В неромантическом отеле «Романик» истина о непотопляемости рожденного быть повешенным работала.
Собрав остаток сил в кулак, я все-таки выкарабкался, найдя тактику боя: с отчаянием греб вперед, пока прибой гнал к берегу и с таким же отчаянием держался на месте, когда та же волна откатывалась назад. Отвоевывал шаг за шагом, почти не двигался, но все-таки приближался. И когда ощутил под ногами твердое дно, то понял, что ног не ощущаю.
Хоть жизнь давно стала мне не слишком дорогой, позорно тонуть на людном пляже я еще не собирался.
Оказавшись на берегу, я даже не пошел ополаскиваться пресной водой: доковылял до лежака, занятого с утра моим красным египетским полотенцем, и упал подкошенно, не сменив плавки на сухие.
Я лежал, как пришелец с того света, последние капли сил из меня высосал страх. В тот день я больше не купался, после обеда даже не пошел на пляж. Только пил, пил и пил, возвращаясь к жизни, которая вдруг показалась самоценной.
Наутро, выспавшись и снова ощутив себя бодрым, я усомнился в происшедшем и подумал, что ужасы лишь показались с похмелья. Решив проверить, я зашел в море по плечи и встал там. И сразу понял, что вчерашнее не показалось: каждая волна, возвращаясь от берега, отбрасывала сантиметров на двадцать назад — медленно, но настойчиво.
С тех пор я перестал рисковать. Точнее, не шел на конфликт с морем. Отходил в глубину всего метров на пять от колышущейся в мутных водах толпы и тихо валялся на спине, следя за тем, чтобы меня не отнесло. Или просто стоял по горло в волнах, благо рост позволял, и подпрыгивал на каждом набегающем валу.

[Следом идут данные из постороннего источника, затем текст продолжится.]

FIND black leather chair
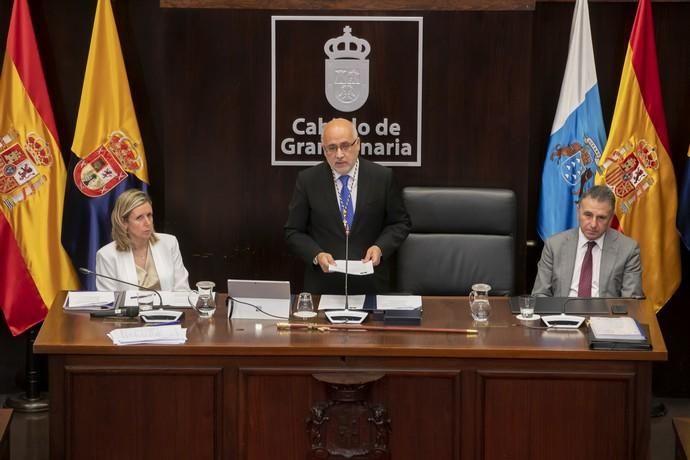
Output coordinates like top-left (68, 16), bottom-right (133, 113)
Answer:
top-left (396, 187), bottom-right (516, 295)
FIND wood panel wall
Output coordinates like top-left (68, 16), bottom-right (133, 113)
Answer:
top-left (0, 0), bottom-right (690, 396)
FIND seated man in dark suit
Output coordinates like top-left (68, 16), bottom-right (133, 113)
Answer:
top-left (285, 118), bottom-right (411, 294)
top-left (532, 185), bottom-right (643, 297)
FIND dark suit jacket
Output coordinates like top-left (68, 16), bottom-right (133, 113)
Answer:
top-left (285, 158), bottom-right (411, 294)
top-left (532, 228), bottom-right (643, 297)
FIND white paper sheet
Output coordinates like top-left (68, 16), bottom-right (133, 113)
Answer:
top-left (328, 260), bottom-right (374, 275)
top-left (319, 294), bottom-right (366, 310)
top-left (125, 291), bottom-right (196, 308)
top-left (63, 291), bottom-right (115, 310)
top-left (108, 324), bottom-right (187, 345)
top-left (376, 295), bottom-right (422, 310)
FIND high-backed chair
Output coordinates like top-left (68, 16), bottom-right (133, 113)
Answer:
top-left (396, 187), bottom-right (516, 295)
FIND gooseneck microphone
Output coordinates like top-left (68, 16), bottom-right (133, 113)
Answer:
top-left (345, 226), bottom-right (350, 311)
top-left (79, 267), bottom-right (163, 310)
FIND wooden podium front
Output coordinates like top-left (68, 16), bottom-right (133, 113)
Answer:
top-left (34, 296), bottom-right (667, 460)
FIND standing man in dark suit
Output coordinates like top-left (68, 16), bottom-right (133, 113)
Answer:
top-left (532, 185), bottom-right (643, 297)
top-left (285, 118), bottom-right (411, 294)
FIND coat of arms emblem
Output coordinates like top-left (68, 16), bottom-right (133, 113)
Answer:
top-left (0, 129), bottom-right (53, 209)
top-left (550, 136), bottom-right (601, 198)
top-left (602, 138), bottom-right (659, 213)
top-left (74, 131), bottom-right (142, 198)
top-left (323, 26), bottom-right (371, 112)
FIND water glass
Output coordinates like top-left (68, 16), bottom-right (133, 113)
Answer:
top-left (192, 281), bottom-right (216, 318)
top-left (470, 283), bottom-right (491, 321)
top-left (294, 292), bottom-right (316, 319)
top-left (518, 295), bottom-right (536, 319)
top-left (137, 291), bottom-right (156, 312)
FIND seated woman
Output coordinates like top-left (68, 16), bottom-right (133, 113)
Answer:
top-left (96, 189), bottom-right (189, 291)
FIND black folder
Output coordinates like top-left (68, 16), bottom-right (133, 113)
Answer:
top-left (587, 323), bottom-right (652, 351)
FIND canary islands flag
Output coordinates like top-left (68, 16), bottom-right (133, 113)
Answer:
top-left (537, 0), bottom-right (606, 244)
top-left (62, 0), bottom-right (149, 289)
top-left (597, 0), bottom-right (681, 311)
top-left (0, 0), bottom-right (78, 335)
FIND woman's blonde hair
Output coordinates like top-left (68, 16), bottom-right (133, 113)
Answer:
top-left (110, 188), bottom-right (158, 251)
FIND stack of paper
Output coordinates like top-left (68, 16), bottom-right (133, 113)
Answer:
top-left (589, 316), bottom-right (645, 341)
top-left (108, 324), bottom-right (187, 345)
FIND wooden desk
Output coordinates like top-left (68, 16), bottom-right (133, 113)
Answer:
top-left (0, 409), bottom-right (12, 460)
top-left (34, 296), bottom-right (666, 460)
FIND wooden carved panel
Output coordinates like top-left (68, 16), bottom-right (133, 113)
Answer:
top-left (307, 373), bottom-right (391, 460)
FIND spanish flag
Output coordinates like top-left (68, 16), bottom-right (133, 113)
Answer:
top-left (62, 0), bottom-right (149, 289)
top-left (0, 0), bottom-right (77, 335)
top-left (597, 0), bottom-right (681, 311)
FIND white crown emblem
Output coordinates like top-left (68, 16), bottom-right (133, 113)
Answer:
top-left (323, 26), bottom-right (371, 112)
top-left (323, 26), bottom-right (371, 59)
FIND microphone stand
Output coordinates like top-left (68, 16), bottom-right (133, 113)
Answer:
top-left (79, 267), bottom-right (163, 308)
top-left (343, 226), bottom-right (350, 323)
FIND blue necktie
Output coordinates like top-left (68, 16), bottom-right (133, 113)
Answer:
top-left (338, 175), bottom-right (355, 230)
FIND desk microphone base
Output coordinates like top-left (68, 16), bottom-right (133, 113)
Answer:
top-left (326, 310), bottom-right (369, 324)
top-left (541, 314), bottom-right (585, 329)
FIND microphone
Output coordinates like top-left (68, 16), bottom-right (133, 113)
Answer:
top-left (541, 295), bottom-right (645, 329)
top-left (345, 226), bottom-right (350, 311)
top-left (79, 267), bottom-right (163, 310)
top-left (326, 215), bottom-right (368, 324)
top-left (91, 307), bottom-right (139, 318)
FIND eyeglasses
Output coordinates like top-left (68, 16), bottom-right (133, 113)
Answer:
top-left (324, 137), bottom-right (359, 154)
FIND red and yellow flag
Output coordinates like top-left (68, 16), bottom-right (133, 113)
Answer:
top-left (597, 0), bottom-right (681, 311)
top-left (0, 0), bottom-right (78, 335)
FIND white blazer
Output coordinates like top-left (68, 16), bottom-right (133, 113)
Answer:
top-left (96, 233), bottom-right (189, 291)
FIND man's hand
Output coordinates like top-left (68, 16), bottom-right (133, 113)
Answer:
top-left (362, 245), bottom-right (382, 267)
top-left (316, 252), bottom-right (335, 273)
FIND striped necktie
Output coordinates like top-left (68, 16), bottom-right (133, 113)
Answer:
top-left (338, 175), bottom-right (355, 230)
top-left (577, 241), bottom-right (597, 297)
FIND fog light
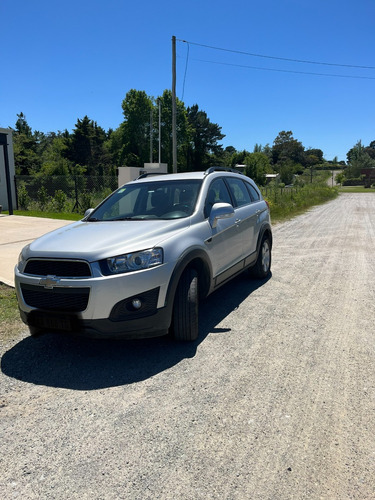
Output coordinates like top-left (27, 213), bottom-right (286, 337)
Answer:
top-left (132, 299), bottom-right (142, 309)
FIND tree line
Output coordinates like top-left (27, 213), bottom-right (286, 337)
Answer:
top-left (13, 89), bottom-right (375, 185)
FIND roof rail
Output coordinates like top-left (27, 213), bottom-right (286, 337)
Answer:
top-left (135, 172), bottom-right (167, 181)
top-left (204, 167), bottom-right (243, 175)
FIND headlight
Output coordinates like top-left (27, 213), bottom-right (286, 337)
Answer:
top-left (17, 245), bottom-right (30, 272)
top-left (106, 248), bottom-right (163, 274)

С точки зрения мужского самолюбия это, конечно, было полным падением. Я видел, как молодые загорелые парни уходили в море красивыми саженками и возвращались так же легко, ни единым движением не выказывая усталости. И в то же время нельзя было не заметить, что подавляющая часть отдыхающих среднего возраста — включая здоровых, мускулистых мужчин — тоже осознала коварство штормового пляжа и купается, используя плавсредства. Матрасы, стержни из плотного поролона, порой детские надувные нарукавники, едва не лопающиеся на бицепсах.
А один, на вид русский, довольный собой, купался в оранжевом спасательном жилете военного образца.
Заметив авиационный атрибут, я обрадовался. С его обладателем стоило познакомиться, у нас наверняка имелась масса общих тем и даже привычная выпивка могла расцветиться новыми красками. Но через секунду подумал, что на самом-то деле разговоры об авиации вернут в прошлое, кинут к ненужным мыслям, ввергнут в еще более глубокую пучину отчаяния — и подплывать к бывшему коллеге не стал.
Да и вообще в море я вел себя так же, как на суше: оставался сам по себе среди толпы. В вакууме, образованном собственным полем.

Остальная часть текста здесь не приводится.